Rows of trailers, some old and some new, stood like rusted ghosts in that fog-filled lot. A young man, wearing a neon-yellow vest with the word "SECURITY" in big, black, block letters on the back appeared. He carried a clipboard and made it clear to all of the drivers, there, that in that mud hole, he calls the shots.
As I watched him, I was reminded again, that Nebraska is populated by too many crazy people.
The driver finally got rid of his trailer, drove me back to the main road and dropped ME off. There I stood, once again, on the shoulder of a lonely highway. But this time I got to watch cows.
A big, black bull stopped munching on the frozen cornstalks and stared at me. I "moo-ed" at him. He stood up straighter and snorted. Then he plodded over to the fence. I "moo-ed" at him again. He put his head down and glared. I did the same.
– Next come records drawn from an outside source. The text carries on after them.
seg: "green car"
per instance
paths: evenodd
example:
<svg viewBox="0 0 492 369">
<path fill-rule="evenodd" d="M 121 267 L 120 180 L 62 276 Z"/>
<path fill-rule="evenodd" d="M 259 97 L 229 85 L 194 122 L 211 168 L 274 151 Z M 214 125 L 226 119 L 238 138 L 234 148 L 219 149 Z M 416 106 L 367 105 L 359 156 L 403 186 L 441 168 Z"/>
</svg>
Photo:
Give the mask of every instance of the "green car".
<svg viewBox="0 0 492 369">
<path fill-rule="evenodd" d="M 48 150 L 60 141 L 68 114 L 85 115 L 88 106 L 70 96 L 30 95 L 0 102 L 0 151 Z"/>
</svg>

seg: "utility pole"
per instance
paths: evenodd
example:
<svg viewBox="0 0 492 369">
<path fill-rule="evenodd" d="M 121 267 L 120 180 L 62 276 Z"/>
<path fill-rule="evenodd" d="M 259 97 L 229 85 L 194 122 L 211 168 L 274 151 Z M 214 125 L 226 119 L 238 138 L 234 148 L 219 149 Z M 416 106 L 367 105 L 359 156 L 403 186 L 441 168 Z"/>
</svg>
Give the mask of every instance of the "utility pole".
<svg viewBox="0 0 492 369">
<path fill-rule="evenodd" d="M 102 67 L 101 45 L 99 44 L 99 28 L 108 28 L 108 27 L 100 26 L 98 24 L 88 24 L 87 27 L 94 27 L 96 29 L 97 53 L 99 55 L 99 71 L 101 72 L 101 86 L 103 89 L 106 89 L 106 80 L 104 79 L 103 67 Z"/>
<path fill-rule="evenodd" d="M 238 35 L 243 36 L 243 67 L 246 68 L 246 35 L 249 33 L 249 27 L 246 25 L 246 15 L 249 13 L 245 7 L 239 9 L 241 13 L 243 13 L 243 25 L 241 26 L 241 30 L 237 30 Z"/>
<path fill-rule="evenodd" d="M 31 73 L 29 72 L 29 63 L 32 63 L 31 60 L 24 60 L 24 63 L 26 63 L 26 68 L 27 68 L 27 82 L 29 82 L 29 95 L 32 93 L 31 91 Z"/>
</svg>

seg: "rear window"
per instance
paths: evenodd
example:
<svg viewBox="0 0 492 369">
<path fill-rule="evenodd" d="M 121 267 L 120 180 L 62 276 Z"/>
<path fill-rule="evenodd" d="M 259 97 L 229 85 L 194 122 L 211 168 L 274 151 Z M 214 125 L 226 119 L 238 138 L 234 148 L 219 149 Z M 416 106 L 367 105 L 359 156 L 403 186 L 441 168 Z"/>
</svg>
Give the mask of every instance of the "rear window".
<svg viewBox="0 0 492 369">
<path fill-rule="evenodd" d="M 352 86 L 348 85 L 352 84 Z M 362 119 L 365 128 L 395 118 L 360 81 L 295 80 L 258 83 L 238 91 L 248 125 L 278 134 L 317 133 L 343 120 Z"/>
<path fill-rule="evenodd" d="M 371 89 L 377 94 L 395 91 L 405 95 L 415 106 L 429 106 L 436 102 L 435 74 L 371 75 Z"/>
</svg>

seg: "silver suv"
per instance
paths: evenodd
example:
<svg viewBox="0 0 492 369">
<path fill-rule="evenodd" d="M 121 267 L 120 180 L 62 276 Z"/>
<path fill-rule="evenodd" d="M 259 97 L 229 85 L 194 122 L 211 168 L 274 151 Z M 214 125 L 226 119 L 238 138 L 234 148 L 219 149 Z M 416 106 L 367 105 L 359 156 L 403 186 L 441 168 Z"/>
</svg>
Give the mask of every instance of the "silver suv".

And suddenly, it was on!
The theme from "The Good, The Bad And The Ugly" began to play...only this time it was done with fiddles.
I stomped one boot down on the weathered asphalt. The bull stomped his hoof. The bull shook its head in a menacing way. So I did the same.
Then a big truck carrying grain roared down the road, between us and the mood was broken. The bull went back to the silage and I went back to watching for traffic.
Finally, a woman drove up in a minivan and offered me a ride. I looked at the bull one last time and said, "See ya later, Buster Bull."
"Who are you talking to?" asked the lady.
"That bull back there," I answered, "we shared a moment."
She gave me an odd look and asked, "Just exactly how long have you been standing out there?"
She dropped me off near the edge of a whistle-stop town that didn't look right. It took me a few minutes, as I walked two more blocks to the "City Limits" sign, to realize what was wrong.
I didn't see one Christmas decoration, anywhere. It was like the Grinch had run through that community and stolen Christmas, all over again.
And that town is where I am now.
I haven't seen any holiday garlands on the light poles. I haven't seen festive paintings in the shop windows. I haven't seen one Christmas tree or a single, colored light.
And after what happened next, I am convinced that, for the most part, this is the land of people with hearts that are two-sizes too small.
I stood on the side of the road, alternating my stance between the snow and the mud, for hours...while every vehicle passed me by. The fog finally lifted into a grey sky but the kindness quotient never did.
It was if the entire population decided, as a group, to be totally asinine...and useless, to me. Meanwhile, my body got colder and colder and colder, until I was downright cold!
Finally, just as the grey day began to give way to the darkness of the night, a local cop rolled-up in his cruiser.
First, he drove me out to a truck stop by the Interstate (the wrong place for me to be, on several levels) and went in to discuss my situation with the truck stop management. When he returned, he explained that the manager would only allow me to stay there for half the night.
"Well, what am I going to do for the other half of the night?" I asked. My clothes were damp from drizzle and I was chilled to the bone. The prospect of warming up and then going back out into the cold, again, especially in the middle of the night, did NOT appeal to me.
And I told him so.
"You may as well drop me off back where you picked me up." I declared.
We looked at each other, much like that bull and I did.
I am now in a motel in this Grumpy Gulch and I will leave this town in the morning, if I have to walk out.